Convaincu que l’attitude de la banque est contraire au droit, l’avocat du client, Me Marc Béguin, pense que celle-ci cherche à se dégager de toute mise en cause future en s’abritant derrière une décision de justice lui ordonnant de débloquer les fonds. L’avocat a réagi en déclenchant pas moins de quatre procédures, auprès de l’Autorité fédérale de surveillance des marchés financiers (Finma, Eidgenössische Finanzmarktaufsicht), de la justice pénale — pour contrainte —, de la justice civile et de l’ombudsman des banques, instance de médiation entre les établissements bancaires et leurs clients.

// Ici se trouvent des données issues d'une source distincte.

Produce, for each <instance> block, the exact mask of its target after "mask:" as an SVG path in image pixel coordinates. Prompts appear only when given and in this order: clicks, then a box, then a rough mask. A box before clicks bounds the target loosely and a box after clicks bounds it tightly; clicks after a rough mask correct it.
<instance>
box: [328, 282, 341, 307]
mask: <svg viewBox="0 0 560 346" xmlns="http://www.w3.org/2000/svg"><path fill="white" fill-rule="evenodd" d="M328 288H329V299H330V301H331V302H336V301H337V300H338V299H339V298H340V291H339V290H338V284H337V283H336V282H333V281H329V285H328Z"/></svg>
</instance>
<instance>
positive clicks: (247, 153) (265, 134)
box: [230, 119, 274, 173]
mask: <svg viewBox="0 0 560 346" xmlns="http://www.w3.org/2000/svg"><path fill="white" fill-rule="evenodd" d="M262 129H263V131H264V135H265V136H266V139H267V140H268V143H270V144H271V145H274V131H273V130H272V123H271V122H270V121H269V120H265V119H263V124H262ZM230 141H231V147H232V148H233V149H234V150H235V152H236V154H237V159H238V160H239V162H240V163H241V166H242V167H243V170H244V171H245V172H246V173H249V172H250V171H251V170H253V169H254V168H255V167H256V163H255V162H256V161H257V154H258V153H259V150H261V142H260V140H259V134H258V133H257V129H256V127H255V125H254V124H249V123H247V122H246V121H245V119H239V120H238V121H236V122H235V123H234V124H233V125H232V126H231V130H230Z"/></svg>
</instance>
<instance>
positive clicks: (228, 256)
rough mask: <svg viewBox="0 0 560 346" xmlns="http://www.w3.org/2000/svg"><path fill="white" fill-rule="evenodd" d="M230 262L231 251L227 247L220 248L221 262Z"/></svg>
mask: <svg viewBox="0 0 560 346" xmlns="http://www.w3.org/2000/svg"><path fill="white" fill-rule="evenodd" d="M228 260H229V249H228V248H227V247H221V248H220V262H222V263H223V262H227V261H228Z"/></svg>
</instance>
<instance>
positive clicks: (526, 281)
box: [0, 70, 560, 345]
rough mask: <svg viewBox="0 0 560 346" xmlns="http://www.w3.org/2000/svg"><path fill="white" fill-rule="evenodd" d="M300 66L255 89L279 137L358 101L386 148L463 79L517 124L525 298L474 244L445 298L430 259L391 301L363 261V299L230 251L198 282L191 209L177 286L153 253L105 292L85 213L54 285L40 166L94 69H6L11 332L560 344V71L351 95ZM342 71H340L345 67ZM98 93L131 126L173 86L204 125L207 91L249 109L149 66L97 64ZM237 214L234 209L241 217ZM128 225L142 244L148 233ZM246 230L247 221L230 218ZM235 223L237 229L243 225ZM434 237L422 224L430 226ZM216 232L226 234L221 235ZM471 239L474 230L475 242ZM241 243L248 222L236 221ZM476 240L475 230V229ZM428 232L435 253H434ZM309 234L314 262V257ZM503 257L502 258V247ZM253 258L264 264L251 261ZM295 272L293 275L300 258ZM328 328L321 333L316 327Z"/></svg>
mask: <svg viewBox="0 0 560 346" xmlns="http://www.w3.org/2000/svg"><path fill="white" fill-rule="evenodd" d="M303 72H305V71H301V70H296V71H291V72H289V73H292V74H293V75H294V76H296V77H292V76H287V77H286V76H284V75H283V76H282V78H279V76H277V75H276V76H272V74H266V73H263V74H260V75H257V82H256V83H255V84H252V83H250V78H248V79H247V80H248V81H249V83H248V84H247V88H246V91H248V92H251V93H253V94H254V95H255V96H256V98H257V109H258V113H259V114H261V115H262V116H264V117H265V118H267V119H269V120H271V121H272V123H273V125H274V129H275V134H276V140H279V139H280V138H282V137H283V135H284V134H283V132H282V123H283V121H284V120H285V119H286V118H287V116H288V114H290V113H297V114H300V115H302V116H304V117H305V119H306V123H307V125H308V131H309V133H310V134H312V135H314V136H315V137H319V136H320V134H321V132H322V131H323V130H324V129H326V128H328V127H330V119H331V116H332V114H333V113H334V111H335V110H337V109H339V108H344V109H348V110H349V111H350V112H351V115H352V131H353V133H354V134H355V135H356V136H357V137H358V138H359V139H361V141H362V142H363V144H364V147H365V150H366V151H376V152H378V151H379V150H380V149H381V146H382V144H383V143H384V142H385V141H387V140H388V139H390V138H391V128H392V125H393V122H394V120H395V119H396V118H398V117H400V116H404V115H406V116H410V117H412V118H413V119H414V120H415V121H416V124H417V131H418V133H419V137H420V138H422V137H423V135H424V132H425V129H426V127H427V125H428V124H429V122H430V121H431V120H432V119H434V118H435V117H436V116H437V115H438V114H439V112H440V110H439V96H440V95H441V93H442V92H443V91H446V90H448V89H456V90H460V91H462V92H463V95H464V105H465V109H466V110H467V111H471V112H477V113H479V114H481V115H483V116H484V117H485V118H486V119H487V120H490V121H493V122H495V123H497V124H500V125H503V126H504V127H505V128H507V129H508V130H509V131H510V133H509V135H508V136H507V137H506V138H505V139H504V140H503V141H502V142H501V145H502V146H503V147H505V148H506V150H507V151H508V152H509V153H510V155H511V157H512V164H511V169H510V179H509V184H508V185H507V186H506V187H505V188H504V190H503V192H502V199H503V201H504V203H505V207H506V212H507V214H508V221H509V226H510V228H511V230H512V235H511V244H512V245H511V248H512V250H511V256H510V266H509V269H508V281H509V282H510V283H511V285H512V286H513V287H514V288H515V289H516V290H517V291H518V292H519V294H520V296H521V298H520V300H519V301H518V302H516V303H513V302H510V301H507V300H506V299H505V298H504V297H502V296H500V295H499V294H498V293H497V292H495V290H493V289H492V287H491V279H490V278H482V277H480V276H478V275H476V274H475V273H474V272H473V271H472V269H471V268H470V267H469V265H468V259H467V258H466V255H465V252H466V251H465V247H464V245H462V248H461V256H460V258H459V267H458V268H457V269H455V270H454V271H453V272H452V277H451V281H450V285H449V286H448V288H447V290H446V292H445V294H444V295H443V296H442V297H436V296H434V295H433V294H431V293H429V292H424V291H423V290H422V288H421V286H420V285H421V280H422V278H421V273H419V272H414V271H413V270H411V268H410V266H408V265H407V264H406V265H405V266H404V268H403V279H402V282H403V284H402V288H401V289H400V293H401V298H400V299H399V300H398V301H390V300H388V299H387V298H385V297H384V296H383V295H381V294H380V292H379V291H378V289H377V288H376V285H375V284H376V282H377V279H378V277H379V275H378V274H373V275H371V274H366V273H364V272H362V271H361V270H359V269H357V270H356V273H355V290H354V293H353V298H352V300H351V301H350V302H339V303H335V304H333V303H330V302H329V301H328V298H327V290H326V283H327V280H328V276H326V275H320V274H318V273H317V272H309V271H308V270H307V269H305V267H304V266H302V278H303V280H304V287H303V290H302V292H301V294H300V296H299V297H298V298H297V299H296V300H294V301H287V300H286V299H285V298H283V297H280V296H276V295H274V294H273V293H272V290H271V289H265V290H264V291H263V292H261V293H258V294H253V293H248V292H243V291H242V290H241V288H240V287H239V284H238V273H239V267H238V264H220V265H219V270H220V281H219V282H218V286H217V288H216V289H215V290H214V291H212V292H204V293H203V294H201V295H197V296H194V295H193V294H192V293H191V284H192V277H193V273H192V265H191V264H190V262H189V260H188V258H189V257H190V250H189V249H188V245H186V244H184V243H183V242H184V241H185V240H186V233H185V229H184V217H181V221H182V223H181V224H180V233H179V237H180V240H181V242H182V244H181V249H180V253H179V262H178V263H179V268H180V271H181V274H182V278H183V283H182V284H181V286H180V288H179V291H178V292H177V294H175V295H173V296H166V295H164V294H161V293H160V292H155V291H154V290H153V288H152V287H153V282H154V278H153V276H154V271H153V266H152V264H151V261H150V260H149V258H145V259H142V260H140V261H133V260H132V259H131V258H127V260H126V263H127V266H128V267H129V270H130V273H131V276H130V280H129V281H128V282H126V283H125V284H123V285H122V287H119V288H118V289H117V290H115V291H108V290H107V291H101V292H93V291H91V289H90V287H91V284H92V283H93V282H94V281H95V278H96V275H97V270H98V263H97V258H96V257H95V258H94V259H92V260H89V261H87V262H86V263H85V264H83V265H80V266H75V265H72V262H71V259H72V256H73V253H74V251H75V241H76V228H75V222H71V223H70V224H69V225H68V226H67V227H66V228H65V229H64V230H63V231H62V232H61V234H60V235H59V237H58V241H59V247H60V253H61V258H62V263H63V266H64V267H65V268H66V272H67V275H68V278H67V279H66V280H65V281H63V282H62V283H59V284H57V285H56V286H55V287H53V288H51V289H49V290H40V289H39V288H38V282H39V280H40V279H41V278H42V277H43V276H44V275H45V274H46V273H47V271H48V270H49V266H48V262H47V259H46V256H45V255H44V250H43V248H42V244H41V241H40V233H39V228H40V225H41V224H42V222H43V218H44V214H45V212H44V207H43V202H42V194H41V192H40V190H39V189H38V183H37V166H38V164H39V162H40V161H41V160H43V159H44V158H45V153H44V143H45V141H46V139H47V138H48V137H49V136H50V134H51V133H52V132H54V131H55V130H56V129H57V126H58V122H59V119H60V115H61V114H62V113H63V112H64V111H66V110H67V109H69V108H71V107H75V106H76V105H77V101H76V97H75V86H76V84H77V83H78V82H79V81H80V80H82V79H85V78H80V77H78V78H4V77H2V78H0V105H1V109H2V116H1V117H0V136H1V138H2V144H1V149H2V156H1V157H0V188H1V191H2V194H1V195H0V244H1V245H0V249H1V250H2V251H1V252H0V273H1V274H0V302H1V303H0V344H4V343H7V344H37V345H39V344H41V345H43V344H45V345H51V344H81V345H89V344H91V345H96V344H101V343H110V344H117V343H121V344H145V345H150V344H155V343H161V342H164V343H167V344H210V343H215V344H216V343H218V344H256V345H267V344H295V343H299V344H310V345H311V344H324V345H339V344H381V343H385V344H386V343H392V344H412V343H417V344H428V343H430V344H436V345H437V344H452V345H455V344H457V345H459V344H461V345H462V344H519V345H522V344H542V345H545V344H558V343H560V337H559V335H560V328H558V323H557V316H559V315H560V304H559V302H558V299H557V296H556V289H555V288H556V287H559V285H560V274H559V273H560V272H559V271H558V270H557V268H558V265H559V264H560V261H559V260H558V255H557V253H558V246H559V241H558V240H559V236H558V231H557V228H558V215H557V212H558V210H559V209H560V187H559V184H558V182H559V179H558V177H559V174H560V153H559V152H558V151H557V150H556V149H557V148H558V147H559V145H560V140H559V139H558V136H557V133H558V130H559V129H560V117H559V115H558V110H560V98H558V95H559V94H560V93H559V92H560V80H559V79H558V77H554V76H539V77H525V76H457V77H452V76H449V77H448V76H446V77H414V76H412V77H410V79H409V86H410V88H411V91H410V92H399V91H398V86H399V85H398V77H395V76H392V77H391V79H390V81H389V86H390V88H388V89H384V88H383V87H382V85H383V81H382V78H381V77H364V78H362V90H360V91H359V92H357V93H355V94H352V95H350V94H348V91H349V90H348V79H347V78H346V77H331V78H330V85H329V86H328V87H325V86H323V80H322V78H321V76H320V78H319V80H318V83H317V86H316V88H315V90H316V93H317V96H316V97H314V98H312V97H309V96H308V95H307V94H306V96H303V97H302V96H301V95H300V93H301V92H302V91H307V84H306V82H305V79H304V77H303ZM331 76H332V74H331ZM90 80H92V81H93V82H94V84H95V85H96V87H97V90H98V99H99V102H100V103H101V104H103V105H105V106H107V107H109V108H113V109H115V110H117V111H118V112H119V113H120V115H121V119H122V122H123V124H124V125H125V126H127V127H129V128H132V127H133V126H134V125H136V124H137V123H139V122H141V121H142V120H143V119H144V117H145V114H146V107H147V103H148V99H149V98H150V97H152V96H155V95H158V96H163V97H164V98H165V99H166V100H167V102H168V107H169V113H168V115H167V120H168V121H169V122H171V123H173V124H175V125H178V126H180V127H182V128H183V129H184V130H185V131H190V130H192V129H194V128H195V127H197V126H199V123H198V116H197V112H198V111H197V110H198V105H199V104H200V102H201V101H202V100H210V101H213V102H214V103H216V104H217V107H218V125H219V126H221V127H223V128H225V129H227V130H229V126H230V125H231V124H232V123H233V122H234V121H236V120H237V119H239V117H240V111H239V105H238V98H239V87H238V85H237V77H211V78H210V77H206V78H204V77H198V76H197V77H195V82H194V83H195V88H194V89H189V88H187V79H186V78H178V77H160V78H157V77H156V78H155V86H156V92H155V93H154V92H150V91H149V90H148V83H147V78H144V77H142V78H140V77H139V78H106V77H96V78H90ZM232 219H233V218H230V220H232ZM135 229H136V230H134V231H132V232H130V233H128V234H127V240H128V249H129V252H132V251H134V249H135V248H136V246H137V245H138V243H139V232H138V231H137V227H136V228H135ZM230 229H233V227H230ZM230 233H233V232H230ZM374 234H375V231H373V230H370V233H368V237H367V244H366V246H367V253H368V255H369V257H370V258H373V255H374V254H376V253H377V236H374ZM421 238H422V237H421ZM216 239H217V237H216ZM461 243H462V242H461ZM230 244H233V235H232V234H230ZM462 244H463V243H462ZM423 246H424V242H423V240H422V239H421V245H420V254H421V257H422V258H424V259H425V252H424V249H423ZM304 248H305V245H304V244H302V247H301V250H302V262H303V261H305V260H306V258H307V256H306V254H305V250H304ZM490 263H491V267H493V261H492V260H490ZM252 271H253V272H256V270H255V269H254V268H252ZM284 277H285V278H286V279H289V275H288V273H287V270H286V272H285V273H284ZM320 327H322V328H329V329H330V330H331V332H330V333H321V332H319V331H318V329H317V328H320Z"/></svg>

La BNP Paribas genevoise n’a pas voulu réagir à ce cas, mais admet avoir « le souci de s’adapter avec proactivité aux évolutions réglementaires ». Dans ce cadre, précise Natacha Sinclair, porte-parole de la banque à Genève, « nous accompagnons nos clients dans leur évolution face aux nouvelles exigences locales et internationales ».

PROCÉDURES SIMILAIRES DANS TOUTES LES BANQUES SUISSES

« Mon client est double national suisse et américain, mais établi en Suisse depuis de nombreuses années, raconte un autre avocat. Il est parfaitement en règle avec ses obligations fiscales américaines, ses comptes bancaires sont déclarés aux Etats-Unis, mais cela n’a pas empêché la Banque cantonale de Genève [BCGE] de lui bloquer ses comptes et d’en interdire toute disposition durant plus de deux mois et demi. »

Même les retraits à un guichet automatique n’étaient plus possibles. Il a fallu que l’homme de loi hausse le ton et menace d’intenter des actions judiciaires pour que la banque lève les blocages.

La BCGE ne s’exprime pas sur ce cas, mais confirme « qu’elle a le droit et l’obligation dans certaines circonstances d’opérer sur préavis un blocage transactionnel », explique son porte-parole, Olivier Schaerrer.

Une telle mesure peut s’imposer « lorsque, après un certain délai, un de ses clients ne lui remettrait pas un document ou une information déterminants sollicités pour la poursuite normale de sa relation d’affaires ». Certains clients, admet Olivier Schaerrer, peuvent avoir de la peine à accepter de tels procédés, mais, assure-t-il, « ce type d’examen est actuellement pratiqué par toutes les banques suisses selon des procédures très similaires ».